Full pilot logs available [[here][https://mmascher.web.cern.ch/mmascher/pilot20200117.tar.gz]]
#1 Updated by Marco Mascheroni about 1 month ago
I just did a git blame, this bug has been around since 14 years :o
The thing I would propose is to save the old proxy location in a variable like:
And then periodically copy X509_USER_PROXY_ORIGINAL into X509_USER_PROXY (maybe with a condor cron?). Marco Mambelli, thoughts on this?
The other comment is that, despite being a 14years old bug, this seems a high priority ticket for CMS: the landscape of resources is changing, and we might have more and more resources with a similar setup (big number of cores, long pilots). Until now we were lucky that pilot always lasted arond 48hours, and even if they lasted longer nobody had advanced monitor/interest to spot this (those pilots behave like "draining pilots"). Being the pilot 160 cores is what motivated Justas to get to the bottom of this (160cores means you waste a lot of resources when you are in this fake draining phase).
#2 Updated by Marco Mambelli about 1 month ago
In 2018, v3.4, we introduced GLIDEIN_Ignore_X509_Duration, defaulting to true.
Before then the glidein lifetime was shorter than the initial proxy lifetime.
Proxy renewal should have been considered at the time.
At the time I misunderstood the schedd-collector session handling, thinking that that would have been longer than the glidein lifetime, independently from the proxy lifetime that I thought was used only to establish the session
A broader discussion should be done thinking through the implications of proposed changes. I asked for a meeting w/ the condor team (Jaime, Todd) to discuss the following:
1. is it there a workaround in the condor configuration where we can extend the collector-schedd session length? Should the configuration change go in the schedd, collector or both?
This would allow having a temporary fix for the deployed systems (no sw change)
2. the glidein could run periodically the proxy setup script and keep copying the proxy from the original location or the glidein code could be changed to point directly there instead of at the copy. Currently, all is copied in a new directory so that the glidein runs in a sandboxed directory local to the node. This is both for reliability and security: the initial dir depends on the batch system, could be on a shared file system or shared across processes, and could contain info from other jobs running on the node, ...

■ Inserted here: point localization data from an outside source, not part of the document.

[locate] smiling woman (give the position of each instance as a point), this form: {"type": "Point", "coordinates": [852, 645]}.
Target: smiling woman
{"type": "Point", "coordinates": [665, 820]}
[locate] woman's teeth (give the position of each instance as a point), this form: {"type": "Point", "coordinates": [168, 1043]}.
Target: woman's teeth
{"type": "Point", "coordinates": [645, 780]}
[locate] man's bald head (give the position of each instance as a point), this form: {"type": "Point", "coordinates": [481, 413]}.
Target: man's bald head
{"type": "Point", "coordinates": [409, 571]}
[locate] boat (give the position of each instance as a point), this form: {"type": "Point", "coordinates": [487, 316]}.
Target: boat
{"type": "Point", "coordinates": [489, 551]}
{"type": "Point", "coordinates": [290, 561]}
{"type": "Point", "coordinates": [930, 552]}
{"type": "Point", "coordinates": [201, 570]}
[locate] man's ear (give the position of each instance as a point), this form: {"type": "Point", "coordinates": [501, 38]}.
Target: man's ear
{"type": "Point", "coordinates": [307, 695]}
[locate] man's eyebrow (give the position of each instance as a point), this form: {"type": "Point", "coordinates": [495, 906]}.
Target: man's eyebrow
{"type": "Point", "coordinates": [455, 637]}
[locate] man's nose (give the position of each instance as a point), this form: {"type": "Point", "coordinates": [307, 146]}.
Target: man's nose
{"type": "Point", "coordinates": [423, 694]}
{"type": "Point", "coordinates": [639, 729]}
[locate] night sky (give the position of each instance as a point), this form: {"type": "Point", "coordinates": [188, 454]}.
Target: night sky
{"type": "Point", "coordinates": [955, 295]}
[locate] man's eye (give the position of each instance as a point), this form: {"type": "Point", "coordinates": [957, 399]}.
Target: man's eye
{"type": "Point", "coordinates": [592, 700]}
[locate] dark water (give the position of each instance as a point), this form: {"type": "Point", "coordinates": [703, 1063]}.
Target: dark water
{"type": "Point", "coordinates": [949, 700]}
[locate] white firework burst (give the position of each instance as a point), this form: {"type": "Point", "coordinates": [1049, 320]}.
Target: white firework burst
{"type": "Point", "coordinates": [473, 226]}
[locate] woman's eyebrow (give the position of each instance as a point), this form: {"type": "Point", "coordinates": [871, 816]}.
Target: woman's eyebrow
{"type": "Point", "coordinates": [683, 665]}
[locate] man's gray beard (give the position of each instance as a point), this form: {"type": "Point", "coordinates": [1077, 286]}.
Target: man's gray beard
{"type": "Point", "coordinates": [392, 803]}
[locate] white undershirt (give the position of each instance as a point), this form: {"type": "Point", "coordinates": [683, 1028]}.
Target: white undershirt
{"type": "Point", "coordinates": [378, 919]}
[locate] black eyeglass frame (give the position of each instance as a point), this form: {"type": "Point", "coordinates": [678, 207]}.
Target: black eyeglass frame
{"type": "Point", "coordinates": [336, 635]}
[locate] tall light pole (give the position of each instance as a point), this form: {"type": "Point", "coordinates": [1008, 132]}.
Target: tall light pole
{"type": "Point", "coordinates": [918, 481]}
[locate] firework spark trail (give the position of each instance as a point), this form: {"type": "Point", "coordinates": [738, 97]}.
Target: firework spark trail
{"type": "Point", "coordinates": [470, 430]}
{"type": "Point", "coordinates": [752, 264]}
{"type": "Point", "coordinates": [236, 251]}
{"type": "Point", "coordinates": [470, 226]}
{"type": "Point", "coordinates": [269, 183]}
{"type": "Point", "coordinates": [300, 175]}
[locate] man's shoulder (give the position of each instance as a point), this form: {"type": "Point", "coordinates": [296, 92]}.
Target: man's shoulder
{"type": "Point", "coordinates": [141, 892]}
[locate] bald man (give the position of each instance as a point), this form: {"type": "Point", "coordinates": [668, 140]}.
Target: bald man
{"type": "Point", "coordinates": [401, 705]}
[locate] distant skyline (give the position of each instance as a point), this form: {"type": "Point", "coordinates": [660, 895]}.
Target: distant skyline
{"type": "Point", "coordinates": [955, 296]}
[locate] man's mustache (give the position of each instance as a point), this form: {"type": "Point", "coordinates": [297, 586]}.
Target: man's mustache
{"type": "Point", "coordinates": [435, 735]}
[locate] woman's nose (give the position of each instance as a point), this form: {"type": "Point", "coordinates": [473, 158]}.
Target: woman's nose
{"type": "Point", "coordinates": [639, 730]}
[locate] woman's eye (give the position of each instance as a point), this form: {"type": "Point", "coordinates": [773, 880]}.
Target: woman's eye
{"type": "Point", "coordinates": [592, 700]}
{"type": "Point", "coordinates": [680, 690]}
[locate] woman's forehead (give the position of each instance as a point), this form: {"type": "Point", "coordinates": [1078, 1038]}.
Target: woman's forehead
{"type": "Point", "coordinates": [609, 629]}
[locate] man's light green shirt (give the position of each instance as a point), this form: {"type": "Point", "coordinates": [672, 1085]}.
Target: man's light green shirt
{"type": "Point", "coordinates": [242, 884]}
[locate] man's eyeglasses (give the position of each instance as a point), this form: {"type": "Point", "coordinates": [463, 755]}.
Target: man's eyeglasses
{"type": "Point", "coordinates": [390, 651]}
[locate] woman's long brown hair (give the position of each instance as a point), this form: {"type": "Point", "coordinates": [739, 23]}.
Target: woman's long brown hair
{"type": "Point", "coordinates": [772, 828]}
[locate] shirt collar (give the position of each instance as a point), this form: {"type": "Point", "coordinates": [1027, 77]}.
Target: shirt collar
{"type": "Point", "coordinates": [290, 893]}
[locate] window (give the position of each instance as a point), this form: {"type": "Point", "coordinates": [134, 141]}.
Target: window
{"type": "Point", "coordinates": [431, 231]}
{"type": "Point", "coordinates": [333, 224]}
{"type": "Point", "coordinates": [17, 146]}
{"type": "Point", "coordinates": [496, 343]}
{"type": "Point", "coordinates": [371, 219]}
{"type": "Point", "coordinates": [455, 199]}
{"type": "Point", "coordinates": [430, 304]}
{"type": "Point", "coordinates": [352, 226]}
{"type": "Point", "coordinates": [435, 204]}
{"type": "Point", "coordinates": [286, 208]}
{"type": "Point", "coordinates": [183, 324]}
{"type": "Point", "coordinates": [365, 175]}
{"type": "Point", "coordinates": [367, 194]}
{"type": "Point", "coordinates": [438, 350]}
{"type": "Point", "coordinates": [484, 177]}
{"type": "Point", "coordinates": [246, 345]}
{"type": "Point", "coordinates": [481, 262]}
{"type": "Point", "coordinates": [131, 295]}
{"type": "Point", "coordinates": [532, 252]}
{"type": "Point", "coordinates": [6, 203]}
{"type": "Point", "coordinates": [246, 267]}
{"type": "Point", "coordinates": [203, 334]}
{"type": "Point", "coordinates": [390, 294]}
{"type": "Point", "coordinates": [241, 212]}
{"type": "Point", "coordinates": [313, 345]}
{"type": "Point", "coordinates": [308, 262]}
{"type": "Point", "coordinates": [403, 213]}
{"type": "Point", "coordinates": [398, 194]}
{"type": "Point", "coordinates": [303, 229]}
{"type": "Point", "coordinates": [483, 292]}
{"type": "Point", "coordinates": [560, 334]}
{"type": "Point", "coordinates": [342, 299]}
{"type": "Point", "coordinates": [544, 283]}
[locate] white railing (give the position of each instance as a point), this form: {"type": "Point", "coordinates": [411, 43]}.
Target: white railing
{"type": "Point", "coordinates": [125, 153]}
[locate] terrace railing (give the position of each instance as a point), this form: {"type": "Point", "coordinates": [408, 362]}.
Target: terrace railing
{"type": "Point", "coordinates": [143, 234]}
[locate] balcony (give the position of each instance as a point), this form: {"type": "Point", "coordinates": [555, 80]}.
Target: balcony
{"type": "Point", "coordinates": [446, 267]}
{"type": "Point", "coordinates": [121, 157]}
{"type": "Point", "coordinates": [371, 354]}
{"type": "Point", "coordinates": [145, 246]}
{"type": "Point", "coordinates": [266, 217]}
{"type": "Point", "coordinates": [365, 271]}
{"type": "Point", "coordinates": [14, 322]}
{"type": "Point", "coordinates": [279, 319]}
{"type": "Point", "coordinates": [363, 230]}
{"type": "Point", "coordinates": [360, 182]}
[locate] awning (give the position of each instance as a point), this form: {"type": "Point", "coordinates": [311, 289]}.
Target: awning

3. including also tokens in the picture, the mechanism used to authenticate w/ the CE could be different from the one used to talk to the collector. We'd like to start transferring our credentials as encrypted files via condor transfer. Is it there some automatic renewal mechanism or should we implement something in glidein-land on top of what condor provides, e.g. using chirp?